De Woodstock à Costa Oeste

Dylan mudou-se para a Califórnia no início dos anos 70, depois que a atmosfera em Woodstock, Nova York, tornou-se sufocante para ele. Ele também assinou com a Asylum Records, o selo recém-criado do empresário David Geffen. Dylan convenceu seus amigos da The Band a se mudarem para lá também.

Desde a última vez que trabalharam juntos, durante aquelas sessões informais de Woodstock, a sorte mudou. Naquela época, Dylan era o mega-superstar e a banda era o desconhecido. Mas Dylan vacilou um pouco na virada da década, com seu entusiasmo por sua música ficando em segundo plano em relação a cuidar de sua família. A banda, por sua vez, conquistou o mundo do rock com uma série de álbuns altamente aclamados que os tornaram os queridinhos dos críticos de rock e de músicos famosos como Eric Clapton e George Harrison.

Mas a banda estava esgotada quando 1973 chegou, já que o ritmo implacável e o excesso de membros do grupo cobraram seu preço. Mudar o ambiente e se reunir com seu amigo Dylan deve ter parecido uma ótima maneira de reiniciar. Eles concordaram em gravar um álbum e depois sair em turnê juntos.

A Planeta de ataque

Depois que os seis homens voltaram ao estúdio, a facilidade entre eles ficou evidente em termos da rapidez com que gravaram o material de um álbum. Na biografia de Howard Sounes Na estrada: a vida de Bob DylanGarth Hudson, da The Band, falou sobre como o disco foi feito: “Todos nós amamos a maneira como Bob queria realmente cantar [the songs] uma vez por dia, uma versão por dia. Então, muitas vezes recebíamos a música na segunda tomada. Acho que pode ter havido algumas primeiras tomadas lá. A melhor maneira de fazer isso.

Em muitos aspectos, Ondas Planetárias, nomeado como uma homenagem às crenças astrológicas de Dylan, capturou um pouco da sensação de liberdade da música que os artistas fizeram juntos em Woodstock. Músicas como “On a Night Like This”, “You Angel You” e “Tough Mama” fluem em uma brisa fácil, o som de homens fazendo música sem pressão para fazer qualquer coisa além de colocar sorrisos nos rostos.

Mas Ondas Planetárias também contém dicas do visionário Dylan começando a voltar à cena. As canções de partir o coração “Going, Going, Gone” e “Dirge” soam como testes para Sangue nos trilhos, que seria o próximo álbum da formação de Dylan. “Dirge” é especialmente angustiante, com Dylan uivando suas letras enquanto Robbie Robertson adiciona preenchimentos pontiagudos de violão.

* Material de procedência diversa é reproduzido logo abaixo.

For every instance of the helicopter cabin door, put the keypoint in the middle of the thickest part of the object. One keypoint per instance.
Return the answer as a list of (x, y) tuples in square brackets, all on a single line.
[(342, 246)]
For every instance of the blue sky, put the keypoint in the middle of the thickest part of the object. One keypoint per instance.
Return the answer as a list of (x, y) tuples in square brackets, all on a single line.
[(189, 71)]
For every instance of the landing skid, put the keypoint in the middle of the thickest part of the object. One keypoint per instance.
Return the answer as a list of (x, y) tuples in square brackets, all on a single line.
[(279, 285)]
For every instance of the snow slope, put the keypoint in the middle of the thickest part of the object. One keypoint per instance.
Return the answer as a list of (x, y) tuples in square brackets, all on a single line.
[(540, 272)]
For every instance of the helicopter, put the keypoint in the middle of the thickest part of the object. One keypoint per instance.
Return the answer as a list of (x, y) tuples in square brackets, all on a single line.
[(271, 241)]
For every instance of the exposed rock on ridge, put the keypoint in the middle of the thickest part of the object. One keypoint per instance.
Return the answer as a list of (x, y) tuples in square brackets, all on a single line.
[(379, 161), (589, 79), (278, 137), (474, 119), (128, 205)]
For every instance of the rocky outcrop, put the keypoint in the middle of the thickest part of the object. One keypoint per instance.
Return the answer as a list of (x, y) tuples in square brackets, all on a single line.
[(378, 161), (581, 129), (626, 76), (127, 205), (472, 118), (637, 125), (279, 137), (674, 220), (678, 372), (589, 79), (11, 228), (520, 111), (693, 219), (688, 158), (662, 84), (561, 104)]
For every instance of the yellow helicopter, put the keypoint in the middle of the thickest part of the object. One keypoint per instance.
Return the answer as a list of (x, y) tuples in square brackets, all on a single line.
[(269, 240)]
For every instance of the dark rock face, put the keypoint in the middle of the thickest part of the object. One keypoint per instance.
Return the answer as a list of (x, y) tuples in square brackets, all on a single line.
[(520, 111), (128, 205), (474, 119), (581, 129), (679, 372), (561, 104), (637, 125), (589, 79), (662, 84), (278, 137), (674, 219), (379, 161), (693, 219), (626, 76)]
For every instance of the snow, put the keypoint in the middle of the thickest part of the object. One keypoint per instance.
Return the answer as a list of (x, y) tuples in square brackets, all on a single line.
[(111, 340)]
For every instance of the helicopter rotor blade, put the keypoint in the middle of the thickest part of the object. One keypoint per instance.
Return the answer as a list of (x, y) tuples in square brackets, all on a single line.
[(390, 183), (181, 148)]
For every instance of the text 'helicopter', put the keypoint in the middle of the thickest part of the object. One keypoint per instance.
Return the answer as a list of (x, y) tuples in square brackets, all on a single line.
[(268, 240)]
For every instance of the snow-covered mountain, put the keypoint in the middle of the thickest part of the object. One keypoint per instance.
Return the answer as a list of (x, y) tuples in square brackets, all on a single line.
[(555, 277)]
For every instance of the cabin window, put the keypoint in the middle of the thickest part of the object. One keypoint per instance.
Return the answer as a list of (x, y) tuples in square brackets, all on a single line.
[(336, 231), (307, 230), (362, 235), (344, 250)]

A música de Ondas Planetárias que tem maior poder de permanência é “Forever Young”, e nos referimos à versão balada e não à versão country rock que também aparece no álbum. A versão mais lenta da música apresenta o canto terno e vulnerável de Dylan em perfeita harmonia com a forma de tocar da banda, especialmente os teclados de Garth Hudson e o evocativo bandolim de Levon Helm.

E então o passeio

Ondas Planetárias se perdeu um pouco no hype da Tour ’74, uma grande viagem pelos EUA feita por Dylan e The Band. Tocando em estádios e grandes arenas, os artistas estabeleceram o modelo para todas as turnês de rock em grande escala que viriam. Curiosamente, eles tocavam com uma intensidade selvagem e maníaca nesses shows, nada parecido com a sutil subestimação encontrada no álbum que acabaram de fazer.

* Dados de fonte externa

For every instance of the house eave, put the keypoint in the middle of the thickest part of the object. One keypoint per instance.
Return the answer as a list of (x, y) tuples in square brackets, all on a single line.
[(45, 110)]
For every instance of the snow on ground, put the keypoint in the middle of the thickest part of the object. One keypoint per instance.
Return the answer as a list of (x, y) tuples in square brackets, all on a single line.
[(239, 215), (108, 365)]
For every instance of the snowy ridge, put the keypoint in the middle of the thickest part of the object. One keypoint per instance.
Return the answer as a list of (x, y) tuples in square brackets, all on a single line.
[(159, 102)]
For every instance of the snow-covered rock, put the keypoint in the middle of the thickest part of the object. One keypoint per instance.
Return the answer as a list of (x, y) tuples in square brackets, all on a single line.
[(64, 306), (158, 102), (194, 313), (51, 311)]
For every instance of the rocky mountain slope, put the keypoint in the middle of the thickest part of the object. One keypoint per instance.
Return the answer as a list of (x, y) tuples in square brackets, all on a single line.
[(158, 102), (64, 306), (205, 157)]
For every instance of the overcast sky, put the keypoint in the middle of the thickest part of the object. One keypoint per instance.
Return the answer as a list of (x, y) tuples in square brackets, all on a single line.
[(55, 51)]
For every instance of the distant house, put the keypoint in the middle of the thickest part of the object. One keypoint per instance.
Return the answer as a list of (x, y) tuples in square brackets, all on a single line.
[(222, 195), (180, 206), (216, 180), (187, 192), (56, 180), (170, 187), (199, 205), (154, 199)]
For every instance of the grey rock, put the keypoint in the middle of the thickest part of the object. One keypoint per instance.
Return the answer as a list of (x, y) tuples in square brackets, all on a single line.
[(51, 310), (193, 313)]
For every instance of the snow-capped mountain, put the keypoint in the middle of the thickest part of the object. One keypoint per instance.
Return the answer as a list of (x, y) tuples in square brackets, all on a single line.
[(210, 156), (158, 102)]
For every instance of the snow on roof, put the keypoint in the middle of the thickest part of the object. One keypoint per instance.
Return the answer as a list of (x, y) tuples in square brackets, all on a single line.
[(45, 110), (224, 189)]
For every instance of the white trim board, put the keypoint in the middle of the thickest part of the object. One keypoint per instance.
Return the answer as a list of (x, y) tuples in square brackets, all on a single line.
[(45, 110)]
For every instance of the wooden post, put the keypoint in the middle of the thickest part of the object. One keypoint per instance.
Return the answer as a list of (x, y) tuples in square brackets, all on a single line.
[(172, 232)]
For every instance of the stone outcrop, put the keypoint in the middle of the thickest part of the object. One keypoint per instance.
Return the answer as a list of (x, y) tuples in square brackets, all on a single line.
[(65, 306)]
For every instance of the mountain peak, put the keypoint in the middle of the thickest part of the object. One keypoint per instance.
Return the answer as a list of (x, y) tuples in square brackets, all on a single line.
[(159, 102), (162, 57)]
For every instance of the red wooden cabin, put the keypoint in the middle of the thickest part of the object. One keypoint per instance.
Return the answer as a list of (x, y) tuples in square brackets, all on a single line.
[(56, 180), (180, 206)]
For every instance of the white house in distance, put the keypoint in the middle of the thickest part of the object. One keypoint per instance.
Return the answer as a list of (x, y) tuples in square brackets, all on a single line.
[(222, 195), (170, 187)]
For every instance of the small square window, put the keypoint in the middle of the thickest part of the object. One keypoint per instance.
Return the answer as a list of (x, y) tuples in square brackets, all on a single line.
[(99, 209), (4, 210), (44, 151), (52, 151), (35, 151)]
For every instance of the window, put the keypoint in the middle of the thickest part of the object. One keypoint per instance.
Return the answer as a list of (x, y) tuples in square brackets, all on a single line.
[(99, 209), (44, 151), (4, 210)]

Apenas dois anos depois, The Band se despediria de A última valsa, e Dylan os ajudaria a apagar as luzes com uma versão de “Forever Young” durante aquele show. Eles estabeleceram tantos precedentes e estiveram no centro de tanta história da música durante a década ou mais que trabalharam (esporadicamente) juntos. Mas nunca esqueça Ondas Planetáriaso único álbum de estúdio oficial desta aliança única.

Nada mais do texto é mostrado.